Advanced Trigger conditions using regular expressions

Christina Dechent
Christina Dechent
  • Updated

This article will cover more complex Trigger conditions. We'll lead you through an example scenario to demonstrate how trickier use cases can be solved by using regular expressions.

The Scenario

A business wishes to test the numbers their callers dial. They have various lines to serve a number of European countries. Their numbers for Germany and Austria begin with their respective country calling codes: 49 and 41.

Somewhere in their call flow, an IVR menu has been configured to allow callers to choose between two lines: "Press 1 for sales, or press 2 for support". The business has German-speaking teams for sales and support, and English-speaking teams to handle all other calls.    

The business therefore needs to make separate agent selections for the DE sales team, the DE support team, the EN sales team and the EN support team.

The agent selections can be achieved with one Trigger only. However, we must build both 'ANY' and 'AND' conditions into it, something which cannot be achieved solely via the user interface. For instance, have a look at the Trigger for the DE support team. We want the Trigger to fire if the caller dialed a phone number beginning with either 49 or 41, and pressed 2 in the menu.

Regular expressions (short RegEx) are rules which evaluate whether a string of numbers match the rule's conditions. They offer the possibility to test multiple conditions at once. Let's take a look at what the above Trigger looks like in babelforce:

mceclip0.png

The bottom condition is simply testing the caller's dial pad input choice at the IVR menu. But what is that above it?!

^(49|41)[0-9]*$

Once we break the expression down, it looks less intimidating:

  • ^_______$ ...... These characters are merely formal. They mark the start and end of the string.
  • (49|41) ...... Since this bit comes first, this tests whether the string begins with 49 or 41. The "|" is a pipe function, which here essentially means "or".
  • [0-9]* ...... This part just checks if the string is made of the numerical characters 0 to 9, the asterisk allowing the string to be of any length.

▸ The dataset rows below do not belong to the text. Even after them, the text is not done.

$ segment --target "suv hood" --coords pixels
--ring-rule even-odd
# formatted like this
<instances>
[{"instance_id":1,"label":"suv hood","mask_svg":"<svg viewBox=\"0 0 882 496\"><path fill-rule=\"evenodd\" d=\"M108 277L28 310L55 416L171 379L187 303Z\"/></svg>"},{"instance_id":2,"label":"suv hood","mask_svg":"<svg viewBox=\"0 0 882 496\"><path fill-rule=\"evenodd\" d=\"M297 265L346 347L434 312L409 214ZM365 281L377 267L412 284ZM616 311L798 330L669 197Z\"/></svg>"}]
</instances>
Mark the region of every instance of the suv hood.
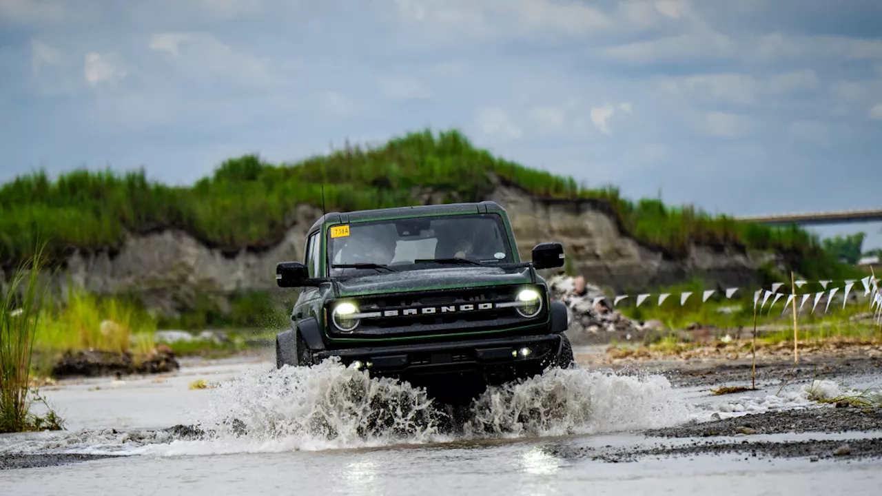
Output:
<instances>
[{"instance_id":1,"label":"suv hood","mask_svg":"<svg viewBox=\"0 0 882 496\"><path fill-rule=\"evenodd\" d=\"M338 279L340 297L377 293L422 291L448 288L478 288L502 284L530 284L531 267L445 267L400 272L383 272Z\"/></svg>"}]
</instances>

According to the trigger above, a customer in Austria dialing 41123456789 and a customer dialing 49123456789 (provided they both press 2) will both pull the trigger for the DE support team.

The business will need the corresponding inverse Triggers as well, in order to achieve the same thing with the EN team selections. For the EN sales team, for example, they will require a Trigger which says "If the caller dialed a phone number not beginning with either 49 or 41, and pressed 1 in the menu, pull this Trigger."

In this case the regular expression uses a special operator at the beginning to test the prefix:

^(?!(49|41))[0-9]*$

If the 'To number' (i.e. number dialed) is a string of any length which does not begin with 49 or 41, it will match this regular expression. The Trigger for EN sales would therefore look like this:

mceclip0.png

Regular Expressions (RegEx)

Note that regular expressions like those above are very useful for other tests, too. You can imagine a scenario where you would like the Trigger to test whether the number dialed was one of multiple inbound numbers you operate:

^(49123456789|44123456789|33123456789)$

Also, you could test whether an IVR input - for example a customer reference number - is valid, by testing the first few characters and its length:

^(323)\d{6,8}$

where "\d{x,y}" will make the string match only if it is between x and y characters long.

You can test with your own regular expressions.